Discussion: How Linux and Windows 11 handle RAM limits on default settings

Posted by DesperateLevel494@reddit | linux | View on Reddit | 27 comments

Hey guys! I wanted to bring up a technical discussion about something I have noticed in practice. Recently I decided to install Linux on my girlfriend laptop (a Ryzen 5 4600H with 8 GB of RAM and 250 GB of storage).

Her workflow is a real stress test for that amount of memory. She basically likes to play The Sims 4 while simultaneously running Chrome with a bunch of open tabs playing music.

Before getting into the results, I want to provide some context about the goal of this test to avoid some common misconceptions:

The issue is that the default Linux memory management was ruthless in this scenario. The swap automatically configured by the installers could not handle it. On Zorin, the system just could not keep up and triggered the OOM Killer, suddenly closing the game or Chrome. CachyOS handled the resources a bit better, but it still eventually killed applications when the memory maxed out.

In the end, she decided to go back to Windows 11 for convenience. What surprised me was seeing how the default Windows optimization managed to hold this workflow together without closing anything. Windows, by default, uses an extremely aggressive pagefile strategy on the disk, which prevents processes from closing even when the 8 GB limit is breached. It might stutter a bit, but it does not crash the game in your face.

Since my personal rig has 64 GB of RAM (I run NixOS), I rarely hit bottlenecks to see default settings fail like this.
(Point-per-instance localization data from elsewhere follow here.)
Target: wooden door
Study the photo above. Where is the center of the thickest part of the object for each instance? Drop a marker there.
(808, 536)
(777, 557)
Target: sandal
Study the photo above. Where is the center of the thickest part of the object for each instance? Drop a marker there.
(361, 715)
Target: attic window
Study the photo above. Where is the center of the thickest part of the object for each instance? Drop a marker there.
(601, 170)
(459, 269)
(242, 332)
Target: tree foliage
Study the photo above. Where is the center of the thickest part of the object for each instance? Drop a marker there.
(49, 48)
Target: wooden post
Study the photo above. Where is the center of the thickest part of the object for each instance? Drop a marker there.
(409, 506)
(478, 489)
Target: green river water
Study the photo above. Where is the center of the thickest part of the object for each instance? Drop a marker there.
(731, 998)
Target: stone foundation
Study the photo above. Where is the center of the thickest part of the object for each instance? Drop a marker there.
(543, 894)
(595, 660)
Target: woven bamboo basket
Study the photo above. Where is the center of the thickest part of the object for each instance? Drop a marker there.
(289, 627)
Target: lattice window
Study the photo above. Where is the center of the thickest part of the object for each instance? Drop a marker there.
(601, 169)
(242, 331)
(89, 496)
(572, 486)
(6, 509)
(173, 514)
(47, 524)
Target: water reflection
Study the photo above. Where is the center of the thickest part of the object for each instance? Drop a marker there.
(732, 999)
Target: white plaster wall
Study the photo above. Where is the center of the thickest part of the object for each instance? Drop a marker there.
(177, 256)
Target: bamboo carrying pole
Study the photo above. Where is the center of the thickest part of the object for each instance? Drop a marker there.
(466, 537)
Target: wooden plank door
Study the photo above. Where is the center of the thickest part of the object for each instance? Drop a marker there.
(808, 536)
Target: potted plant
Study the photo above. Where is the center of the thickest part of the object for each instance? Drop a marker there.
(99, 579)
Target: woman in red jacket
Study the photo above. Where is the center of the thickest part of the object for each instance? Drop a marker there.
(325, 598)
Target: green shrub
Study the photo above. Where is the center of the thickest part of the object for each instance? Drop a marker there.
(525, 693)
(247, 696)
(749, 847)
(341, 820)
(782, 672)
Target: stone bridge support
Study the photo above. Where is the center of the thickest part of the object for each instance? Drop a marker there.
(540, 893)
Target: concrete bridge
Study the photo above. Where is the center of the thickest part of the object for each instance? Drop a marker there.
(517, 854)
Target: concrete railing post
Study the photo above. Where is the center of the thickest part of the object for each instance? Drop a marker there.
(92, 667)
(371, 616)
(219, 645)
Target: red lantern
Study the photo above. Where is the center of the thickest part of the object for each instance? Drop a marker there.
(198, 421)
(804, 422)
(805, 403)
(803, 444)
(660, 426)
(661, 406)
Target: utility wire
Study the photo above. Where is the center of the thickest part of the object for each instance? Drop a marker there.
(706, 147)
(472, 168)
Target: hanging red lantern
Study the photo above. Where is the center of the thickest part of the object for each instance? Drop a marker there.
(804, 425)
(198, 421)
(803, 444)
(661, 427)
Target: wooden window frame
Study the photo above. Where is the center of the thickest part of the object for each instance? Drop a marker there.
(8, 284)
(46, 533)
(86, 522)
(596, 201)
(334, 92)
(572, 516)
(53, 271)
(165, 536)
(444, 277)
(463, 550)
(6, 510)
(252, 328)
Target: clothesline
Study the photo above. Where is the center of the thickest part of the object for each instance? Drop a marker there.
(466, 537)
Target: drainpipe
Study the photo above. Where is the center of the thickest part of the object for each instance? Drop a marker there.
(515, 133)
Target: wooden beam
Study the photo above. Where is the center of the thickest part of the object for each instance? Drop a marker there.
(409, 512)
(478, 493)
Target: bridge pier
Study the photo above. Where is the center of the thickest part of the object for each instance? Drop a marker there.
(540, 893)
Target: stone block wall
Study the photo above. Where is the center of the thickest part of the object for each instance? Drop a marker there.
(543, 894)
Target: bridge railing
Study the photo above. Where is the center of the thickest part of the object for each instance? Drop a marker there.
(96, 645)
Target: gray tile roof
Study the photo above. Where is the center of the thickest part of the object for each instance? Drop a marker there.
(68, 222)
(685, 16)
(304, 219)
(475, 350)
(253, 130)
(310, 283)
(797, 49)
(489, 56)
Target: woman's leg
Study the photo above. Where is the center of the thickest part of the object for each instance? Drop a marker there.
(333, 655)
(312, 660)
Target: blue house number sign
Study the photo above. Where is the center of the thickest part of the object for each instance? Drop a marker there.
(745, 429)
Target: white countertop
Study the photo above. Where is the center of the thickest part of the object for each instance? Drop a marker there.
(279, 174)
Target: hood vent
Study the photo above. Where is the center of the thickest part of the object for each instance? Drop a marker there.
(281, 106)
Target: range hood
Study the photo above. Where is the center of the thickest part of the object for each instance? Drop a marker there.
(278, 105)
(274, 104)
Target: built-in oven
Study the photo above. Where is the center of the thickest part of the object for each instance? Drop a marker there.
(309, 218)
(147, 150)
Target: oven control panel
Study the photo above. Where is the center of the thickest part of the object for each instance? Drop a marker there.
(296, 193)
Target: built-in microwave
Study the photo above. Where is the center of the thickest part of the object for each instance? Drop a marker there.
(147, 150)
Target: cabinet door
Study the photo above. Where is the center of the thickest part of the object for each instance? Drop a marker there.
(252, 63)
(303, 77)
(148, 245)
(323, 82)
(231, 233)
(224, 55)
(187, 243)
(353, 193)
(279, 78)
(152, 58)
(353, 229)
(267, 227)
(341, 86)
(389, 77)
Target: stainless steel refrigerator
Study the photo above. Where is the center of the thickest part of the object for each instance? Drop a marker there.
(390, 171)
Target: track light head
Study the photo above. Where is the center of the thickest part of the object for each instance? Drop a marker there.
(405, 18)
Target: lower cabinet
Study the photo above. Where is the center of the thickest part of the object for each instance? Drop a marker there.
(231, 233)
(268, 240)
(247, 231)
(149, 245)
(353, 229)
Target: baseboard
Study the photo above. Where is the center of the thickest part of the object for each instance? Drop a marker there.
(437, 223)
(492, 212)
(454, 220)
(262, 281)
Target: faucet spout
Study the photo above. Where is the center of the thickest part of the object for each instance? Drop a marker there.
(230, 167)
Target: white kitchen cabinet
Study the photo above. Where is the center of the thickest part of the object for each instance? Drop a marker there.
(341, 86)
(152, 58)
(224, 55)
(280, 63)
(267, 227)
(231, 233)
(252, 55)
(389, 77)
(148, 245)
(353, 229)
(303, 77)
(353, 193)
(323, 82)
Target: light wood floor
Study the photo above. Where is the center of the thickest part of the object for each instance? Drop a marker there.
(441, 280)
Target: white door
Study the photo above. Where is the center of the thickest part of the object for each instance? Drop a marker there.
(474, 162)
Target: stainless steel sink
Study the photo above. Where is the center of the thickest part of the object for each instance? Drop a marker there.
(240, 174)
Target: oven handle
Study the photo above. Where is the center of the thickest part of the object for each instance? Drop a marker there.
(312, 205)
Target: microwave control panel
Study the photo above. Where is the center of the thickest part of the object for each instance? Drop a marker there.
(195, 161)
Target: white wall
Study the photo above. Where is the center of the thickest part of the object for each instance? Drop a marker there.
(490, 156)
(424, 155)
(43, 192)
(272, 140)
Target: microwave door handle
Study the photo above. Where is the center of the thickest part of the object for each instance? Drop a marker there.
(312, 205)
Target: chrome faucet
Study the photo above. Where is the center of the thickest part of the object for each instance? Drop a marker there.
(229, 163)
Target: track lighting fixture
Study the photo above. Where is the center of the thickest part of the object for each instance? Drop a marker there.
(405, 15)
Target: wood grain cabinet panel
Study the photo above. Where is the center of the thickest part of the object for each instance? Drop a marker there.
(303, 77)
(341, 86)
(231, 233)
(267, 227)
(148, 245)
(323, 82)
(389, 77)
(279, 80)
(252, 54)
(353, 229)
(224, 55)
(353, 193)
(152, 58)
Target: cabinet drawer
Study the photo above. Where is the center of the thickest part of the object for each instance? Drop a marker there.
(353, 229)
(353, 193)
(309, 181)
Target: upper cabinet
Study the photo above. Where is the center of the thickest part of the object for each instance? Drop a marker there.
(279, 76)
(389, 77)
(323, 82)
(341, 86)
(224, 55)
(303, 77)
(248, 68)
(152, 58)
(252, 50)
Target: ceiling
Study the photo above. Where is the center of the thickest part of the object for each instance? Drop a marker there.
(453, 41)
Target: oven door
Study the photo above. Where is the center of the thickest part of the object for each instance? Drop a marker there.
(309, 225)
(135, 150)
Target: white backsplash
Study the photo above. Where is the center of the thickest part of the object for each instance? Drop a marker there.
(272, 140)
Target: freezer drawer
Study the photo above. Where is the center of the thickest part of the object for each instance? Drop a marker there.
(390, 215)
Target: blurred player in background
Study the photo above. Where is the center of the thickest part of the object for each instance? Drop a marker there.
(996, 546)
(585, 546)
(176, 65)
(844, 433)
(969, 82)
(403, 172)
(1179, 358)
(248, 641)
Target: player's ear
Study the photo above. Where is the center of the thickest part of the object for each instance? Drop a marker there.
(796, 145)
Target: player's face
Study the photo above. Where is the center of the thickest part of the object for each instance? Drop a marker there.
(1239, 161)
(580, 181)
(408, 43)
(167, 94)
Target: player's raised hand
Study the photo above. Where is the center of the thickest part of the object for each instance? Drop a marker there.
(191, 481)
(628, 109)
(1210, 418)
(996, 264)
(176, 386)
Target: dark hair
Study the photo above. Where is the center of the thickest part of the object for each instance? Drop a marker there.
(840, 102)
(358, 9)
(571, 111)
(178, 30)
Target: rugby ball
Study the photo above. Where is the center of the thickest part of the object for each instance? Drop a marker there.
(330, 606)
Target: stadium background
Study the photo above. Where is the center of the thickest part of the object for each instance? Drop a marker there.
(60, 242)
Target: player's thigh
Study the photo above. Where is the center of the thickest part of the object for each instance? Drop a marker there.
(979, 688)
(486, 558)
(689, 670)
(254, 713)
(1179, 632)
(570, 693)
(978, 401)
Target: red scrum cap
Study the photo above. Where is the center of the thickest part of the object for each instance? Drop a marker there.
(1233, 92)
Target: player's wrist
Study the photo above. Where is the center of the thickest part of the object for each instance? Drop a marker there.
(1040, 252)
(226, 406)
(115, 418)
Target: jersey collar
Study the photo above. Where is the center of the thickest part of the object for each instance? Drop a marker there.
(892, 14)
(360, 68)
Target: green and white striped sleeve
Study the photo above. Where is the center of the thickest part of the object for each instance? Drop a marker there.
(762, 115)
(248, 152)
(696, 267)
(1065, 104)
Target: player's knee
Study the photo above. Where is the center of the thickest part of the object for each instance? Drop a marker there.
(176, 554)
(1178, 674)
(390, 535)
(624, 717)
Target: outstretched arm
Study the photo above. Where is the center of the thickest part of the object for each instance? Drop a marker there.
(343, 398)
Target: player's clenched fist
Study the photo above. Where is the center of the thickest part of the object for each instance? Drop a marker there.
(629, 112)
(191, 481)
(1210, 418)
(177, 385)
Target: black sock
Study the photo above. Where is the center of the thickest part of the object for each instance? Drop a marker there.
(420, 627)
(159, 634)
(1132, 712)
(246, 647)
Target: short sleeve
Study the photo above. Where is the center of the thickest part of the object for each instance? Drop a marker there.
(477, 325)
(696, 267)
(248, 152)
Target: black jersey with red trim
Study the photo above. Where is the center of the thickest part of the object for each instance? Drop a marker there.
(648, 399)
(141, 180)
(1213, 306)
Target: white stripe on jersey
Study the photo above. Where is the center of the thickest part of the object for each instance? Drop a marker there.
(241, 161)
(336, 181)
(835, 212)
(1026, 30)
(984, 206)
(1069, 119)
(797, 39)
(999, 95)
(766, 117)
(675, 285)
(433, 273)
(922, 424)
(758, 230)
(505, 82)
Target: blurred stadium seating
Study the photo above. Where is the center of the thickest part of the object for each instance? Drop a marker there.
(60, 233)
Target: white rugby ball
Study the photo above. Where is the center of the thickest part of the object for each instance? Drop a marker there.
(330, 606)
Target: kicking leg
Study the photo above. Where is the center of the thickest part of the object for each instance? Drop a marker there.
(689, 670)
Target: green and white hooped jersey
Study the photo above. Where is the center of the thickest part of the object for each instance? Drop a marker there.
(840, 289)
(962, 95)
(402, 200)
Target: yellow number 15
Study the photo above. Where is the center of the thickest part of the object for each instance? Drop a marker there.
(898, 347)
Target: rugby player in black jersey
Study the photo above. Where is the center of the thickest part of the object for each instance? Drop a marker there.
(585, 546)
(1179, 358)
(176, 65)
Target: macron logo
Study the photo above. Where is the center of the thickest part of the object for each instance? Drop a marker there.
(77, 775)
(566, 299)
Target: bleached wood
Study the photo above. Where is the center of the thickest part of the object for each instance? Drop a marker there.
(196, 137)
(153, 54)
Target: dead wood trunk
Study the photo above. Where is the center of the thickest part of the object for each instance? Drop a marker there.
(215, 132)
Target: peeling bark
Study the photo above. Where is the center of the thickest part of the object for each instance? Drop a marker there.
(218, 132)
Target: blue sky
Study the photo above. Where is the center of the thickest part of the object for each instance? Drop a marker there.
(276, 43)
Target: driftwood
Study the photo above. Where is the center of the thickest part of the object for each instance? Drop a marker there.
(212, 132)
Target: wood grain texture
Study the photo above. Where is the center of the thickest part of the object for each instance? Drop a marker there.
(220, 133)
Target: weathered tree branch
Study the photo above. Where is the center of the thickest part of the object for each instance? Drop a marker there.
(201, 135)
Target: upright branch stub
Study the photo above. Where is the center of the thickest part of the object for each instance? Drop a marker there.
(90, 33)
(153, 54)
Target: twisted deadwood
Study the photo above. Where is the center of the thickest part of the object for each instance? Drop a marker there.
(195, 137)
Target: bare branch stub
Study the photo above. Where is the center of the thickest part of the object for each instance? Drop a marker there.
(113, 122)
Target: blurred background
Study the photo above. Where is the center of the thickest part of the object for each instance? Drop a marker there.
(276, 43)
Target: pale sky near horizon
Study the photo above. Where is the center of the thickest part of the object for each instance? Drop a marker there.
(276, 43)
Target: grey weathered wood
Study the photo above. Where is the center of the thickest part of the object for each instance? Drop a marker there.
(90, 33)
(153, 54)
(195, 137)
I found it shocking to see the out of the box approach from Windows performing so much better and being more user friendly in this specific stress scenario on modest hardware.

This leads me to a final provocation: how can the Linux community present itself as the ideal solution for those looking to escape Windows if, on the default installations of distros focused on beginners, we cannot handle a regular user workflow? Should the user be forced to change their habits to adapt to the system, or should the system come prepared out of the box to adapt to the end user reality?